Het indicatiecriterium handelingsvaardigheden is enigszins aanwezig. Er lijkt geen sprake van een verstandelijk beperkt niveau, verdachte kan de gevolgen van zijn handelen overzien, er zijn geen ernstige planning- en organisatieproblemen en hij is niet beïnvloedbaar. Verdachte kan zijn leven niet adequaat zelfstandig vormgeven. Dit lijkt echter voort te komen uit langdurig verblijf in jeugdinrichtingen, niet goed geleerd hebben en door het moeizaam kunnen accepteren van hulp.
Het indicatiecriterium pedagogische beïnvloeding wordt niet aanwezig bevonden. Gezinsgerichte hulpverlening is niet noodzakelijk. Continuering van scholing is wel aangewezen. Verdachte heeft geen groepsgericht leefklimaat nodig.
Er zijn meerdere contra-indicaties voor toepassen van het minderjarigenstrafrecht. Er is sprake van een uitgebreide justitiële voorgeschiedenis, eerder opgelegde sancties hebben tot onvoldoende gedragsverandering geleid. Er is sprake van een criminele levensstijl. Het gewenste effect van een pedagogische aanpak lijkt onvoldoende te zijn geweest. Volgens de PCL-R is sprake van een aantal psychopathische kenmerken.

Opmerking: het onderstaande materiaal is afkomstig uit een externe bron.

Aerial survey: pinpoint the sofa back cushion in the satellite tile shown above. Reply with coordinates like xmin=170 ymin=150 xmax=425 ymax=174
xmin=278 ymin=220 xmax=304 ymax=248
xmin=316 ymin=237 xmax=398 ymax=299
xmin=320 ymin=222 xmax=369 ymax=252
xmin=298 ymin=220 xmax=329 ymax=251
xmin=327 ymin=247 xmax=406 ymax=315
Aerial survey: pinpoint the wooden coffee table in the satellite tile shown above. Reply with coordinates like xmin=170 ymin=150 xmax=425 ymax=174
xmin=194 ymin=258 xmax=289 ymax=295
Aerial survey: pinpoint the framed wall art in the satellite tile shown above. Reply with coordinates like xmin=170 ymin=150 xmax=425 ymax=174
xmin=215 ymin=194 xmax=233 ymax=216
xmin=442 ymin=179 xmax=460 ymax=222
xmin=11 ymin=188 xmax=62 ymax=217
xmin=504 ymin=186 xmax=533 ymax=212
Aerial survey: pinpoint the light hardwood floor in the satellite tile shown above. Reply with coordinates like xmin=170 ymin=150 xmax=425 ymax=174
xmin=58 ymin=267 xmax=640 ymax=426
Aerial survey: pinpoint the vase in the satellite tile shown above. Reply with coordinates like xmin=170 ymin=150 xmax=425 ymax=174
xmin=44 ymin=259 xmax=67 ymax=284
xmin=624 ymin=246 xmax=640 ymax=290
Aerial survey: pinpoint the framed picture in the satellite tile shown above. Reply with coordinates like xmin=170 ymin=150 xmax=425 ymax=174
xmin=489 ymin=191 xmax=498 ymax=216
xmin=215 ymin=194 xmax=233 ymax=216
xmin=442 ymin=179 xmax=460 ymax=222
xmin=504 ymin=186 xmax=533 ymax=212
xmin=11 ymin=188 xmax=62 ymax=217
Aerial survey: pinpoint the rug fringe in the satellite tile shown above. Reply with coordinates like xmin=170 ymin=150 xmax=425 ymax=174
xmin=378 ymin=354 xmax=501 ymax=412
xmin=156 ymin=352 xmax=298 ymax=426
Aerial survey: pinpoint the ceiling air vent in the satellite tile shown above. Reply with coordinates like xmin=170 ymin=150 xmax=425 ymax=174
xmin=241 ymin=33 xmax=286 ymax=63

Overwogen kan worden het meerderjarigenstrafrecht toe te passen.
8.4
Het advies van de Raad voor de Kinderbescherming
In het advies van10 maart 2017, wordt - zakelijk weergegeven - het volgende geadviseerd.

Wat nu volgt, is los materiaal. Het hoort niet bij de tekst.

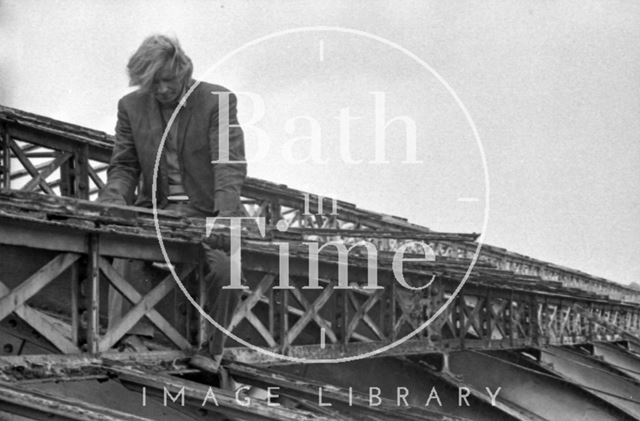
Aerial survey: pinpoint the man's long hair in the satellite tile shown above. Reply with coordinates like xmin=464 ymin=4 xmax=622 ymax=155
xmin=127 ymin=34 xmax=193 ymax=91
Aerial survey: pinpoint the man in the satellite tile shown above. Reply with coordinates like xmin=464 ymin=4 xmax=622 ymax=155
xmin=98 ymin=35 xmax=246 ymax=363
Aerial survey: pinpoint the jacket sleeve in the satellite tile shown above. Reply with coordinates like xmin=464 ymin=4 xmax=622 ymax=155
xmin=98 ymin=99 xmax=140 ymax=205
xmin=209 ymin=92 xmax=247 ymax=216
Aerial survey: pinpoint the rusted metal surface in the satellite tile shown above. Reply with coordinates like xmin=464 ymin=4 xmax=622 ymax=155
xmin=0 ymin=103 xmax=640 ymax=421
xmin=0 ymin=106 xmax=640 ymax=302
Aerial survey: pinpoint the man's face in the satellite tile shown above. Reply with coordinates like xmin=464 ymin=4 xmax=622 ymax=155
xmin=151 ymin=66 xmax=184 ymax=105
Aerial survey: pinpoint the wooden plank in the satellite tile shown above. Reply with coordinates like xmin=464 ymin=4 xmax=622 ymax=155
xmin=0 ymin=124 xmax=11 ymax=189
xmin=20 ymin=152 xmax=71 ymax=191
xmin=286 ymin=281 xmax=338 ymax=344
xmin=347 ymin=290 xmax=384 ymax=341
xmin=8 ymin=138 xmax=55 ymax=196
xmin=87 ymin=165 xmax=106 ymax=189
xmin=244 ymin=306 xmax=277 ymax=348
xmin=85 ymin=234 xmax=100 ymax=354
xmin=227 ymin=273 xmax=275 ymax=331
xmin=0 ymin=281 xmax=80 ymax=354
xmin=0 ymin=384 xmax=152 ymax=421
xmin=100 ymin=257 xmax=191 ymax=351
xmin=0 ymin=253 xmax=80 ymax=320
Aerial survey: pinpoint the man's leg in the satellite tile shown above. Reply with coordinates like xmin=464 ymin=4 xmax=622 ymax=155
xmin=205 ymin=246 xmax=240 ymax=362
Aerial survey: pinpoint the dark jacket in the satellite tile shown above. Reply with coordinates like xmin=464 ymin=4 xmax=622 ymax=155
xmin=98 ymin=82 xmax=247 ymax=215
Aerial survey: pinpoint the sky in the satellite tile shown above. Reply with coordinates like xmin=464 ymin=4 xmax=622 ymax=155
xmin=0 ymin=0 xmax=640 ymax=283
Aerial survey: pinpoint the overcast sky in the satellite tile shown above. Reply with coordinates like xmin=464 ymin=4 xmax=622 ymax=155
xmin=0 ymin=0 xmax=640 ymax=283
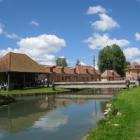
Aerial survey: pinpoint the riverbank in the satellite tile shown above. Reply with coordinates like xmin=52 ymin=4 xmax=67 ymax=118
xmin=0 ymin=87 xmax=68 ymax=95
xmin=87 ymin=87 xmax=140 ymax=140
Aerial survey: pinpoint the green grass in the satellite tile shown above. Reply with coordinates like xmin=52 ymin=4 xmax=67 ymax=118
xmin=0 ymin=87 xmax=66 ymax=95
xmin=87 ymin=87 xmax=140 ymax=140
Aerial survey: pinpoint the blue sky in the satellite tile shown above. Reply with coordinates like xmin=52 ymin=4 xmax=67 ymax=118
xmin=0 ymin=0 xmax=140 ymax=66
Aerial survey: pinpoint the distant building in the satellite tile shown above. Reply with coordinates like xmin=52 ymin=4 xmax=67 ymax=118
xmin=125 ymin=62 xmax=140 ymax=80
xmin=101 ymin=70 xmax=121 ymax=81
xmin=0 ymin=52 xmax=101 ymax=90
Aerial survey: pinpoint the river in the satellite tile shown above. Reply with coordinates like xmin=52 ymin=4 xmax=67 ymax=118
xmin=0 ymin=92 xmax=108 ymax=140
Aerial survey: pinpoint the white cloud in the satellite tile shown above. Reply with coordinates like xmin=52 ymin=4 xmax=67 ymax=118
xmin=87 ymin=5 xmax=106 ymax=14
xmin=0 ymin=23 xmax=20 ymax=39
xmin=135 ymin=33 xmax=140 ymax=41
xmin=29 ymin=20 xmax=40 ymax=27
xmin=124 ymin=48 xmax=140 ymax=61
xmin=91 ymin=14 xmax=119 ymax=31
xmin=85 ymin=33 xmax=130 ymax=49
xmin=0 ymin=34 xmax=66 ymax=65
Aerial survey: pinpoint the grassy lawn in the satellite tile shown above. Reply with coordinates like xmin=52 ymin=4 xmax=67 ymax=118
xmin=87 ymin=87 xmax=140 ymax=140
xmin=0 ymin=87 xmax=66 ymax=94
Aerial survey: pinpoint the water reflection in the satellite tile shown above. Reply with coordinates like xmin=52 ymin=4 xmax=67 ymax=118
xmin=0 ymin=95 xmax=106 ymax=140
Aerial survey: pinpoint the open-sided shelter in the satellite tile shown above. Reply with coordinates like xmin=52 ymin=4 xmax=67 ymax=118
xmin=0 ymin=52 xmax=47 ymax=90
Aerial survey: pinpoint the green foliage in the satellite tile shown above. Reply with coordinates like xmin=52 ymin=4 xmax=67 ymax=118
xmin=87 ymin=87 xmax=140 ymax=140
xmin=98 ymin=44 xmax=126 ymax=76
xmin=56 ymin=58 xmax=68 ymax=67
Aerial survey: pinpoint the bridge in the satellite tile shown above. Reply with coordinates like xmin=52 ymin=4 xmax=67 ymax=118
xmin=55 ymin=80 xmax=136 ymax=89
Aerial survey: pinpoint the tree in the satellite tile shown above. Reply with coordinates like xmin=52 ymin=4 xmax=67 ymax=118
xmin=56 ymin=57 xmax=68 ymax=67
xmin=98 ymin=44 xmax=126 ymax=76
xmin=76 ymin=59 xmax=80 ymax=66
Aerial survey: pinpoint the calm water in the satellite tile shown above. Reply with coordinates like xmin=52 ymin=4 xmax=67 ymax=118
xmin=0 ymin=95 xmax=107 ymax=140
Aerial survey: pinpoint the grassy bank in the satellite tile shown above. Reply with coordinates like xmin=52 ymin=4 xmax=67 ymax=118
xmin=0 ymin=87 xmax=66 ymax=95
xmin=87 ymin=87 xmax=140 ymax=140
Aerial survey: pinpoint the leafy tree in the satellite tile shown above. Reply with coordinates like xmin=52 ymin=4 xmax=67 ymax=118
xmin=56 ymin=57 xmax=68 ymax=67
xmin=98 ymin=44 xmax=126 ymax=76
xmin=76 ymin=59 xmax=80 ymax=66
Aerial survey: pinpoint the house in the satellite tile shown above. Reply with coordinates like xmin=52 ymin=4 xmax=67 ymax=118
xmin=0 ymin=52 xmax=47 ymax=90
xmin=125 ymin=62 xmax=140 ymax=80
xmin=101 ymin=70 xmax=121 ymax=81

Binnen het justitiële proces is afgelopen jaren meerdere malen geadviseerd verdachte te laten behandelen voor de geconstateerde problematiek. Vanwege de langlopende processen is het nooit tot een concrete behandeling gekomen. De Raad voor de Kinderbescherming blijft bij het eerder gegeven advies een onvoorwaardelijke PIJ-maatregel aan verdachte op te leggen. Er is volgens de Raad door het rapport van ForCA geen nieuw en compleet beeld ontstaan, door de beperkte medewerking van verdachte. Verdachte dient te worden behandeld voor zijn problematiek. Een intensief en geleidelijk resocialisatietraject aan het eind van de behandeling is noodzakelijk, waarvan het STP-traject een onderdeel is. Het recidiverisico is hoog. Een onvoorwaardelijke PIJ-maatregel is de enige optie een stevig en dwingend kader te kunnen garanderen voor optimale bijsturing en beïnvloeding van de problematiek.

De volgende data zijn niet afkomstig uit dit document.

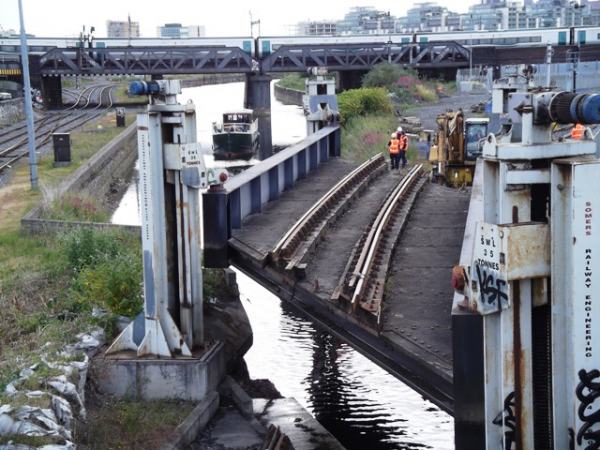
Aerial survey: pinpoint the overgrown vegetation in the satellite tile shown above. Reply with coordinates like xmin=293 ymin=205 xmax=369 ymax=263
xmin=363 ymin=63 xmax=454 ymax=107
xmin=338 ymin=88 xmax=393 ymax=124
xmin=342 ymin=114 xmax=417 ymax=163
xmin=277 ymin=73 xmax=306 ymax=92
xmin=338 ymin=63 xmax=453 ymax=162
xmin=113 ymin=80 xmax=148 ymax=105
xmin=75 ymin=400 xmax=194 ymax=450
xmin=0 ymin=115 xmax=141 ymax=392
xmin=41 ymin=193 xmax=110 ymax=222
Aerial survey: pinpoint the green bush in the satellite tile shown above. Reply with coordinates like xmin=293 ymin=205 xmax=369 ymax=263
xmin=277 ymin=73 xmax=306 ymax=92
xmin=338 ymin=88 xmax=392 ymax=123
xmin=342 ymin=114 xmax=397 ymax=163
xmin=61 ymin=228 xmax=142 ymax=316
xmin=362 ymin=62 xmax=416 ymax=91
xmin=78 ymin=254 xmax=143 ymax=317
xmin=415 ymin=84 xmax=437 ymax=103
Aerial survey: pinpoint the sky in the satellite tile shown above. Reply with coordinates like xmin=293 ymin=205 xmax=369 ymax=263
xmin=0 ymin=0 xmax=476 ymax=37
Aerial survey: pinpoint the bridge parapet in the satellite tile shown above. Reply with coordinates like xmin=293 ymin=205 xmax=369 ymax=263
xmin=261 ymin=42 xmax=470 ymax=72
xmin=224 ymin=125 xmax=341 ymax=229
xmin=40 ymin=46 xmax=257 ymax=75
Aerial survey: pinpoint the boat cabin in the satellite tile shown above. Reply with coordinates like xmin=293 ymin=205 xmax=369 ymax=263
xmin=223 ymin=110 xmax=254 ymax=133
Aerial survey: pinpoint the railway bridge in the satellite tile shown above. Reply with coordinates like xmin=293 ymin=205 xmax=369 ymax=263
xmin=203 ymin=126 xmax=469 ymax=413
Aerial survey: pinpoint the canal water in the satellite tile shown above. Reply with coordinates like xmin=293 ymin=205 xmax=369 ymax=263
xmin=113 ymin=83 xmax=454 ymax=450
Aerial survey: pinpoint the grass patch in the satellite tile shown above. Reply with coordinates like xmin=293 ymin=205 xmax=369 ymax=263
xmin=342 ymin=114 xmax=417 ymax=163
xmin=277 ymin=73 xmax=306 ymax=92
xmin=38 ymin=112 xmax=135 ymax=187
xmin=75 ymin=400 xmax=194 ymax=450
xmin=113 ymin=81 xmax=148 ymax=105
xmin=338 ymin=87 xmax=393 ymax=124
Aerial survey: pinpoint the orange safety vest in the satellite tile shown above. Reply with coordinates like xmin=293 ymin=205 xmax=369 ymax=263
xmin=399 ymin=134 xmax=408 ymax=150
xmin=571 ymin=123 xmax=585 ymax=141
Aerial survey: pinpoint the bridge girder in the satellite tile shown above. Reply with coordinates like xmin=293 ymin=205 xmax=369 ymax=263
xmin=261 ymin=42 xmax=469 ymax=72
xmin=40 ymin=46 xmax=256 ymax=75
xmin=35 ymin=42 xmax=469 ymax=76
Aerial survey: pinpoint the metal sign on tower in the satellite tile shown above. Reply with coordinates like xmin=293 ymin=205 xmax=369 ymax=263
xmin=453 ymin=67 xmax=600 ymax=450
xmin=302 ymin=67 xmax=340 ymax=135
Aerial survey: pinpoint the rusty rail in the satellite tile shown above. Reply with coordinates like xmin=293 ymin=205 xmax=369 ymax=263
xmin=331 ymin=164 xmax=424 ymax=324
xmin=270 ymin=153 xmax=386 ymax=276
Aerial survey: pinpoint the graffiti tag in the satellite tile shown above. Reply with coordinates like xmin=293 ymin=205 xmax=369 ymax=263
xmin=575 ymin=369 xmax=600 ymax=450
xmin=475 ymin=264 xmax=508 ymax=305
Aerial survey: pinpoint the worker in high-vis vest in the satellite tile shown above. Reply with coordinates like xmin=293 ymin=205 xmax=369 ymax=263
xmin=396 ymin=127 xmax=408 ymax=169
xmin=388 ymin=133 xmax=400 ymax=170
xmin=571 ymin=123 xmax=585 ymax=141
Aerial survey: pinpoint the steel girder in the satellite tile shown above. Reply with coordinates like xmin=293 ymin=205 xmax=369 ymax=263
xmin=40 ymin=46 xmax=257 ymax=75
xmin=261 ymin=42 xmax=469 ymax=72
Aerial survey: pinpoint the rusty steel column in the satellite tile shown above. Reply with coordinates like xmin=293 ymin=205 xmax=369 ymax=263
xmin=244 ymin=73 xmax=273 ymax=160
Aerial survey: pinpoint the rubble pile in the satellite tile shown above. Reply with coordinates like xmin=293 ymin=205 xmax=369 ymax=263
xmin=0 ymin=328 xmax=105 ymax=450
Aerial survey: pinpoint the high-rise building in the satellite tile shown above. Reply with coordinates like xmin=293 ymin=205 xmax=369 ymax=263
xmin=106 ymin=19 xmax=140 ymax=38
xmin=396 ymin=2 xmax=460 ymax=32
xmin=337 ymin=6 xmax=396 ymax=34
xmin=156 ymin=23 xmax=205 ymax=39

Mevrouw [naam 8] heeft ter zitting van 28 maart 2017 - zakelijk weergegeven - aanvullend opgemerkt dat verdachte wellicht in de inmiddels verstreken tijd is gaan nadenken hoe hij onder de PIJ-maatregel uit kan komen, door zich net wat anders te gedragen. De Raad ziet nog altijd een jongen waar behoorlijk wat mee aan de hand is en voor wie behandeling noodzakelijk is, maar nog altijd niet van de grond gekomen is. De Raad benadrukt daarnaast het belang van een langdurig resocialisatieproces, hetgeen ook een reden is voor het advies jeugdstrafrecht toe te passen.
8.5
Beoordeling door de rechtbank
Ten aanzien van het toe te passen sanctierecht overweegt de rechtbank als volgt.
Op basis van de uitgebrachte rapporten, met name ook het rapport van ForCA, opgemaakt naar aanleiding van multidisciplinair onderzoek en uitgebreide observatie van verdachte, heeft de rechtbank een completer beeld van de persoon van verdachte gekregen.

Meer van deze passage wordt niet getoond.